Demek sıdk mühim meseledir. Ashâb-ı kirâmın yaşantılarına baktığımızda da doğruluk ve samimiyetin onların en genel özelliklerinden olduğunu görürüz.
Gazali “Sıdk niyetle olur.” der.
Ona göre kişinin amellerindeki niyet sadace Allah olmalıdır. İnsanların teveccühünü istemek, onlardan bir şeyler ummak gibi şeylerden kurtulmak gerektiği gibi, insan kendi istek ve arzularının esaretinden de kurtulmalı; kendisi için takdir olunana razı olmalıdır. İşte ancak böyle kulluk sıdk üzeredir. Sıdk azim ister, azmetmekle olur. Sıddîk daima iyiliğe azmetmeye kendinde kuvvet bulan kimsedir.

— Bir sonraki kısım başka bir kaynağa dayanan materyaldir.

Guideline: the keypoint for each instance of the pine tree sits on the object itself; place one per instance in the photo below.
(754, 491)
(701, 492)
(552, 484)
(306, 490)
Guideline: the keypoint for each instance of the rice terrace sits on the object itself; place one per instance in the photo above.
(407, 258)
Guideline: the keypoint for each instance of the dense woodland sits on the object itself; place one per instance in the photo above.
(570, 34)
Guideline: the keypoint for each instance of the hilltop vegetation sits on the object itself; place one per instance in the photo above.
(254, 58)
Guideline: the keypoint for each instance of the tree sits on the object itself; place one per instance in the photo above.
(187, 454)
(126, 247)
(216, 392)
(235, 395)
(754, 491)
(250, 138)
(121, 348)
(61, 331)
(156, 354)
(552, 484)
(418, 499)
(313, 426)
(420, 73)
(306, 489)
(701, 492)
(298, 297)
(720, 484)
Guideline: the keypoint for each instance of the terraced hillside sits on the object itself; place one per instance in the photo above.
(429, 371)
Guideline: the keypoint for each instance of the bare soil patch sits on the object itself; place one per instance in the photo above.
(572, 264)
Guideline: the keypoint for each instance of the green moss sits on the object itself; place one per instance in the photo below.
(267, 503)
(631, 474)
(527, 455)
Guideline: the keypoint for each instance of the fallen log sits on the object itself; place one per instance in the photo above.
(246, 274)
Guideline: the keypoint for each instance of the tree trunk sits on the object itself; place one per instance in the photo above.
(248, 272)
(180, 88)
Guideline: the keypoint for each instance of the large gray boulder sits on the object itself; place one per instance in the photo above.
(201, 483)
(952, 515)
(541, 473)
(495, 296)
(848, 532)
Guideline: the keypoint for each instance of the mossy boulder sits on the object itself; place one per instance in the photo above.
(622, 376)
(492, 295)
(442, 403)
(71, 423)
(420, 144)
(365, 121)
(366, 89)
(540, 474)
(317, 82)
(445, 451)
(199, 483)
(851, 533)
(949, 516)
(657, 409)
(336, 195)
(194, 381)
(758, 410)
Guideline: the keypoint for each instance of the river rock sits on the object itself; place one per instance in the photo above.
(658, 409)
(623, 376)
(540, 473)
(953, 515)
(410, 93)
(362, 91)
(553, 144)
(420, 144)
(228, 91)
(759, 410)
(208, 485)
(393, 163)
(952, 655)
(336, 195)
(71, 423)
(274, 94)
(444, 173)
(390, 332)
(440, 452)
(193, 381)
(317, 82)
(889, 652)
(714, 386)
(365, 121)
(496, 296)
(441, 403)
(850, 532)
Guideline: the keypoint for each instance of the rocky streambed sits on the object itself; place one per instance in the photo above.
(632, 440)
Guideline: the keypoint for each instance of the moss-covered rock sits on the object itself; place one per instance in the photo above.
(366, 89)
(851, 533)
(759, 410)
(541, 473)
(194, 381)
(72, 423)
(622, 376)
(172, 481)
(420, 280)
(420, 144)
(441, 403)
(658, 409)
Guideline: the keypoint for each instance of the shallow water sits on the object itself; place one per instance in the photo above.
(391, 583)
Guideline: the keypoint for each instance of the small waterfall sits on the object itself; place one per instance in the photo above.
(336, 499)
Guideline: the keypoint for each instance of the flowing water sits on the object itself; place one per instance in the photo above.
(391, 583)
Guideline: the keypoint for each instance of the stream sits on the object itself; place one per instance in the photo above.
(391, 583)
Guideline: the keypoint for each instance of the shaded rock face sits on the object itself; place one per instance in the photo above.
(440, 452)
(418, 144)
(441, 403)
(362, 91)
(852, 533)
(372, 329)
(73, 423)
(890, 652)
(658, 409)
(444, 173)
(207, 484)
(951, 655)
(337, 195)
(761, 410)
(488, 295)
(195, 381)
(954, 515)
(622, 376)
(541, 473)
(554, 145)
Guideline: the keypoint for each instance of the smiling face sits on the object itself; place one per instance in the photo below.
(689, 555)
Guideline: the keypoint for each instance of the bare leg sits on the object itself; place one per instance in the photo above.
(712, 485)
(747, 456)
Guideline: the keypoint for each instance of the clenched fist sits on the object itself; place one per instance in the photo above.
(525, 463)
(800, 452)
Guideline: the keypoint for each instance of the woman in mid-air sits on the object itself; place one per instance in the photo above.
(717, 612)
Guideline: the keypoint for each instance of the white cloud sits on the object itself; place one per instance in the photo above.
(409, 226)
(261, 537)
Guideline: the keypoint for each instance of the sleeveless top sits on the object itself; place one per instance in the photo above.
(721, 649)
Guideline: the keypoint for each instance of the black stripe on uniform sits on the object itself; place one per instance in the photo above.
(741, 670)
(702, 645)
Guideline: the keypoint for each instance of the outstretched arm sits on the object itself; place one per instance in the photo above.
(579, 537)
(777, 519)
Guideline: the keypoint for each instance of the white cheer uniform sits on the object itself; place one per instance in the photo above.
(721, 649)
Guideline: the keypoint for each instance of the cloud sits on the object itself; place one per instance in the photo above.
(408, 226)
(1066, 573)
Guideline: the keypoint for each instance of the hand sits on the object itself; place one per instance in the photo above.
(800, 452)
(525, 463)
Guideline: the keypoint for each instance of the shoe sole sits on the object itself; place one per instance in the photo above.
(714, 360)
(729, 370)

Ve o kişi bu azminde vefalıdır. “Onlar Allah’a olan ahidlerini doğruladılar.” (Ahzab, 23) buyurulmuştur.
Sıddîk, Allah’a ve Resulüne vasıl olma niyetinin gerektirdiği cihadı (nefsiyle olan cihadı) son nefese kadar terk etmeyen kişidir. Efendimiz de bir hadis-i şeriflerinde: “Kul doğru söyleye söyleye, doğruluğu araya araya sonunda Allah katında «sıddîk» olarak kaydedilir.” buyurdu. (Buhârî, Edeb 69; Müslim, Birr 102-104)
Sıddîk olanların âlemi sadıklara göre çok daha geniş ve ihatalıdır, dolayısıyla her sıddîk aynı zamanda sadıktır ama her sâdık ve muhlis (ihlas sahibi) kişi sıddîkiyet mertebesinde değildir.
Kullukta samimiyet, yaptığımız iş ve amellerde niyeti yalnızca Allah için tutabilmektir. İnsanın niyeti halis olduğunda ne niyetini ne de amelini aşikâr etme ihtiyacı duymaz, Allah’ın bilmesi kendine yeter, bununla tatmin bulur ve memnun olur. Şayet amelini, niyetini veya Allah’ın kendisine bahşettiği hususiyeti birilerine duyurmak istiyorsa, insanların teveccühünü istiyordur. İmanın zevkini tatmamış, Allah’ın kendisinden haberdar olması gönlünü tatmine getirmemiş ki insanlara perestiş etmiştir.
Kullukta samimiyet, her şeyini konuşup açık etmek değildir. Allah’ın zaten kendisini biliyor olmasıyla seve seve iktifa ekmektir.